Bioinformatic analysis of Protein Disulfide Isomerase A1 (PDIA1)-associated pathways towards developing stratified breast cancer therapies

The oxidoreductase protein disulfide isomerase A1 (PDIA1) functions as a cofactor for many transcription factors including the estrogen receptor alpha (ERa), the NF-??, the nuclear factor erythroid 2-like 2 (NRF2) and regulates the protein stability of the tumor suppressor p53. Taking this into account we hypothesized that PDIA1, by differentially modulating the gene expression of diverse subsets of genes in the ERa positive versus the ERa negative breast cancer cells, modifies dissimilar pathways in the two types of breast cancer. This hypothesis was investigated using RNA-seq data from PDIA1-silenced MCF-7 (ERa+) and MDA-MB-231 (ERa-) breast cancer cells treated with either interferon gamma (IFN-?) or etoposide (ETO) and the obtained data were further analyzed using a variety of bioinformatic tools alongside clinical relevance assessment via Kaplan-Meier patient survival curves. The results highlighted the dual role of PDIA1 in suppressing carcinogenesis in the ERa+ breast cancer patients by negatively regulating the response to reactive oxygen species and promoting carcinogenesis by inducing cell cycle progression. In the ERa- breast cancer patients PDIA1 prevents tumor development by regulating the NF-kappa B and p53 by modulating cell migration and inducing breast cancer progression through control of cytokine signaling and the immune response. The findings reported in this study shed light on the differential pathways regulating carcinogenesis in the ERa+ and ERa- breast cancer patients and could help identify therapeutic targets selectively effective in the ERa+ versus the ERa- patients. Overall design: RNA-sequencing study. 24 samples. Two cell lines. Three replicates per condition. Cells were treated with either etoposide (ETOP) or Interferon-Gamma (INF/IFN) and either with scramble siRNA or siRNA against P4HB (PDIA1).
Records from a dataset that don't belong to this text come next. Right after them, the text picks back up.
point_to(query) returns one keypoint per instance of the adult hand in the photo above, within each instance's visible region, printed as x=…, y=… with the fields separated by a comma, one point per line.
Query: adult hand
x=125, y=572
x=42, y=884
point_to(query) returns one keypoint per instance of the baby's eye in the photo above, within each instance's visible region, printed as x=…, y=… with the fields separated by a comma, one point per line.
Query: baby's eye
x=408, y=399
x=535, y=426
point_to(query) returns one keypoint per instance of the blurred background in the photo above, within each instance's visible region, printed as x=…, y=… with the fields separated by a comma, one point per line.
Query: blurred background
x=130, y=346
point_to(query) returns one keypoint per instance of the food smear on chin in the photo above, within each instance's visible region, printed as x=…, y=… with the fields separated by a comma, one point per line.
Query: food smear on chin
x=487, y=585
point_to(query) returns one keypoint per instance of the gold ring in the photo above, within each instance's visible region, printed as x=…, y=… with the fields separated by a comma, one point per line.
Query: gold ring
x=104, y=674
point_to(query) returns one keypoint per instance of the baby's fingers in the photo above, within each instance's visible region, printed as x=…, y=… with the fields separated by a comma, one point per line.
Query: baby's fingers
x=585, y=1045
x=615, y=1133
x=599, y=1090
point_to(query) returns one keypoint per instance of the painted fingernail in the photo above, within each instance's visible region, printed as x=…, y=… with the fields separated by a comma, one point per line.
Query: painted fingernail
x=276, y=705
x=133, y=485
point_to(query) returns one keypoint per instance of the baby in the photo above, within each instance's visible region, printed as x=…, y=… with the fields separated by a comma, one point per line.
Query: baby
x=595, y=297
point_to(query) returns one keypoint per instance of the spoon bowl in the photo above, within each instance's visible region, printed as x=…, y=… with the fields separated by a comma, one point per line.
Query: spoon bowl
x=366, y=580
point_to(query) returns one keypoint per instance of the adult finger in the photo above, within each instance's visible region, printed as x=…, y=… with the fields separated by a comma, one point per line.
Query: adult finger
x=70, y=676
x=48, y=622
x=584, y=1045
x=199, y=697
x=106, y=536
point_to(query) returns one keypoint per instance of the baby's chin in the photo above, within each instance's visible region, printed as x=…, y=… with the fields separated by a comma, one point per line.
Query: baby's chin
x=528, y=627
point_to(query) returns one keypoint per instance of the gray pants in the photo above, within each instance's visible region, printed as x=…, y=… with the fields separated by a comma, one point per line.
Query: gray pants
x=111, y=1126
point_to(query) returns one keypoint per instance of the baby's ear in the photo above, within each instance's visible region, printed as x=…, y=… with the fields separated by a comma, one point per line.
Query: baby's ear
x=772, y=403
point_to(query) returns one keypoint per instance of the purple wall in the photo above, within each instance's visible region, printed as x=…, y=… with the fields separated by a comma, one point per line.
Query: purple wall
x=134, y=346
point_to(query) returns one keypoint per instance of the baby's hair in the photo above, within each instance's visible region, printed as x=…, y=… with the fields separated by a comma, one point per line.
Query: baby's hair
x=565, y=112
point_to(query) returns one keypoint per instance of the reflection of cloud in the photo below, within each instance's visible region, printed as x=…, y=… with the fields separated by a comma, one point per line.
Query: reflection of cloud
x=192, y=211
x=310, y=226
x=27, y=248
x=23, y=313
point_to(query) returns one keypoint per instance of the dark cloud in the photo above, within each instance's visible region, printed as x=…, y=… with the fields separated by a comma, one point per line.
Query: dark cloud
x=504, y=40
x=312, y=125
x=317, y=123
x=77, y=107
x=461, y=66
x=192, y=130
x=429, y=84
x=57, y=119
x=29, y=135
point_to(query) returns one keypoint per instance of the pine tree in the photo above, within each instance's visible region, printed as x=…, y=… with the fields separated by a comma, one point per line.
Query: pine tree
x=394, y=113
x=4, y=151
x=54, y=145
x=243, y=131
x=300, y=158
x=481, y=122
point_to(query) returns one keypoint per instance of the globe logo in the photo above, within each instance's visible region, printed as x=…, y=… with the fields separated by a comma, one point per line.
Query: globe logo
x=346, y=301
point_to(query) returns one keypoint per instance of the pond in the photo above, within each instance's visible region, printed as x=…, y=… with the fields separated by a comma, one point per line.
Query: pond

氧化还原酶蛋白质二硫键异构酶A1（oxidoreductase protein disulfide isomerase A1, PDIA1）可作为多种转录因子的辅因子，包括雌激素受体α（estrogen receptor alpha, ERα）、核因子κB（NF-κB）、核因子红细胞2相关因子2（nuclear factor erythroid 2-like 2, NRF2），并可调控肿瘤抑制因子p53的蛋白稳定性。基于此，我们提出假说：PDIA1可在雌激素受体α阳性（ERα+）与阴性（ERα-）乳腺癌细胞中，差异性调控不同基因子集的表达，进而对两种乳腺癌的信号通路产生差异化影响。本研究通过分析经γ干扰素（interferon gamma, IFN-γ）或依托泊苷（etoposide, ETO）处理的、敲低PDIA1的ERα+乳腺癌细胞系MCF-7与ERα-乳腺癌细胞系MDA-MB-231的转录组测序（RNA-seq）数据，结合多种生物信息学工具与基于卡普兰-迈耶患者生存曲线的临床相关性分析，对该假说进行了验证。研究结果显示，PDIA1在ERα+乳腺癌患者中发挥双重作用：一方面通过负调控活性氧（reactive oxygen species, ROS）应答抑制癌变，另一方面通过促进细胞周期进程推动癌变；而在ERα-乳腺癌患者中，PDIA1可通过调控核因子κB与p53的功能、调节细胞迁移以抑制肿瘤发生，并通过调控细胞因子信号通路与免疫应答促进乳腺癌进展。本研究阐明了调控ERα+与ERα-乳腺癌患者癌变的差异化通路，可为两类患者分别筛选具有选择性疗效的治疗靶点提供理论依据。实验设计概述：转录组测序研究，共纳入24例样本，涵盖2种细胞系，每种处理条件设置3次生物学重复。细胞分别经依托泊苷（ETOP）或γ干扰素（INF/IFN）处理，并转染阴性对照siRNA或靶向P4HB（PDIA1）的siRNA。